Humanoid Robots Investment Race Heats Up: Goldman 6x Forecast, China Leads With Spy Law

Goldman Sachs raised its 2035 humanoid robotics market forecast to $38 billion, a sixfold increase, citing AI advancements and cost reductions. Institutional investors are seeing commercial deployment milestones, with Agility Robotics, Boston Dynamics, and Figure AI securing major contracts for industrial use.
Wall Street analysts and major investors are intensifying their focus on humanoid robotics, viewing it as a pivotal sector in the AI revolution. Goldman Sachs revised its 2035 market forecast for humanoid robotics upward to $38 billion, a sixfold increase from $6 billion, attributing the growth to AI advancements and declining costs. The bank now projects over 250,000 shipments by 2030, primarily for industrial applications. SoftBank CEO Masayoshi Son reinforced this optimism, stating that humanoid and industrial robotics—with physical AI at their core—will likely produce the next trillion-dollar company. Wedbush Securities managing director Dan Ives similarly called humanoid robots 'the golden goose for physical AI,' emphasizing its potential as one of the biggest AI-driven market opportunities. Commercial deployments are accelerating, providing tangible evidence of the market’s viability. Agility Robotics’ Digit robot has handled over 100,000 totes at a GXO Logistics facility since its June 2024 deployment. In February 2026, Agility signed a Robots-as-a-Service agreement with Toyota Motor Manufacturing Canada, deploying seven Digit units at a Woodstock, Ontario plant to manage material logistics for RAV4 production. Boston Dynamics’ Atlas robot has had its entire 2026 production allocation committed, with Hyundai securing early deployments to sort car parts in live production settings. Figure AI’s Figure 02 completed an 11-month deployment at a BMW plant in South Carolina, assisting in assembling over 30,000 cars and handling more than 90,000 sheet metal parts. Demand for these robots is already outpacing supply, signaling strong market potential. The cost efficiency of these robots is driven by a software innovation called sim-to-real transfer. Companies like Agility Robotics, Figure AI, and NVIDIA train robots entirely in physics simulators, then transfer the learned behaviors directly to physical hardware without additional adjustments.
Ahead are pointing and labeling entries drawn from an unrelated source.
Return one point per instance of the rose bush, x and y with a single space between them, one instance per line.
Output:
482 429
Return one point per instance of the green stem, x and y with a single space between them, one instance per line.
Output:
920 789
Agility’s Digit uses an LSTM-based neural network trained in NVIDIA’s Isaac Sim, achieving decades of simulated experience in just days. Figure AI employs reinforcement learning with thousands of virtual robots, applying the final policy directly to factory hardware. This approach has reduced costs from $150,000 to $40,000 per robot, making industrial adoption more feasible.